Kiprah Mangku Inten

  • Esai Sejarah dr. Soegianto Sastrodiwiryo *)

BULAN Bhadrawada semakin dekat, berarti kedatangan Mangku Inten juga makin dekat. Dolok dan Boadi makin rajin ke rumah Rencina buat memantau kalau kalau Mangku Inten mengirim berita baru. Sayang Rencina belum menerima berita apapun dari Mangku Inten. Di bulan-bulan mendekati Bhadrawada udara menjadi lebih dingin dan hujan pun jarang.

Dolok dan Boadi makin sering mengunjungi Gedong Kirtya buat memindai keterangan dari Lontar.
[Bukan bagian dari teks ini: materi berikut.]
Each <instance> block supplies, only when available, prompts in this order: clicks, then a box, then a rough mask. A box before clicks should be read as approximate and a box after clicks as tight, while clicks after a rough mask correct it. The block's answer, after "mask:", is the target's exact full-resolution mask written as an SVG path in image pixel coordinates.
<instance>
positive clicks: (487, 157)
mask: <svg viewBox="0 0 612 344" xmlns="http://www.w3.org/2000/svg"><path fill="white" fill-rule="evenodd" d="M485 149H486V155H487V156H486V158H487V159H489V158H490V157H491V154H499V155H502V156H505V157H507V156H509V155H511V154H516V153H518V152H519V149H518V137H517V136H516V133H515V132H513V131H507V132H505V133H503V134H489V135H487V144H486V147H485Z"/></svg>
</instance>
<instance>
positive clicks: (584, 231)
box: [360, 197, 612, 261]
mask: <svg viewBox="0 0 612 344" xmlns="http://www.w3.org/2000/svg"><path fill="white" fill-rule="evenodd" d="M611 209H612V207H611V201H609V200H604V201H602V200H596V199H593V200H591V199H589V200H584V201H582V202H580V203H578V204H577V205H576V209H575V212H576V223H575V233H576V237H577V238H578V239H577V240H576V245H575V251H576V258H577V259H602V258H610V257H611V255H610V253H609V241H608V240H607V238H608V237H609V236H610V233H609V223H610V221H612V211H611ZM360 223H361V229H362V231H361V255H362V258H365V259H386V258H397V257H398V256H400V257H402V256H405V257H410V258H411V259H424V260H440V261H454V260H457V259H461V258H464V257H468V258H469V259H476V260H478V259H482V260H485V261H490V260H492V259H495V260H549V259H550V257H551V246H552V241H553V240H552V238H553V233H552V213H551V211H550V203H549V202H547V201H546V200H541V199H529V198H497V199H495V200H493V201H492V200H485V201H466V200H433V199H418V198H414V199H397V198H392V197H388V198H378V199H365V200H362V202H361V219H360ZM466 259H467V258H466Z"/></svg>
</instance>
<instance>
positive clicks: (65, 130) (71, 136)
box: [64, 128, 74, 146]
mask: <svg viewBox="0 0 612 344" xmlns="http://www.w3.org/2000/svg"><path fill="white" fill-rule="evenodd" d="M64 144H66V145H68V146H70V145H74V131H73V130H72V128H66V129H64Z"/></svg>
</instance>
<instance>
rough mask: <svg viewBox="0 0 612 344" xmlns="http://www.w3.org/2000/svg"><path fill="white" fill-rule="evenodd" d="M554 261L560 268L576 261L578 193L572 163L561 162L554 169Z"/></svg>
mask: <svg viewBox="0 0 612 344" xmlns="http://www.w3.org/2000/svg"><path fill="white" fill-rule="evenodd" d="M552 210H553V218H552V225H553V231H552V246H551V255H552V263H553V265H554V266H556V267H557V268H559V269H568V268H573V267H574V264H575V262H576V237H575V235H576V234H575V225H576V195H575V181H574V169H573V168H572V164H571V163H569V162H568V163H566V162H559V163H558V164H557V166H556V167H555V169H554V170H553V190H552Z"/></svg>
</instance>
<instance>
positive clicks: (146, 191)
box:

Namun keterangan dari Ketut Suwidja tak kurang pentingnya karena budayawan pustakawan lontar ini bisa memberikan pendapat tentang apa yang dilakukan Mangku Inten.

“Mangku Inten tidak sembarangan bertindak,” ujar Kepala Gegong Kirtya itu dalam satu kunjungan Dolok di kantornya.

“Lalu apa yang bisa kami pahami Jro tentang Mangku Inten yang aneh ini Jro?” tanya Dolok.

“Ya Anda tak perlu risau karena Mangku Inten sangat memahami apa yang tercantum di khazanah Gedong Kirtya ini.” Dolok dan Boadi terbelalak matanya tak mengira kemampuan Mangku Inten yang selama ini dianggap mereka tukang cukur sinting saja.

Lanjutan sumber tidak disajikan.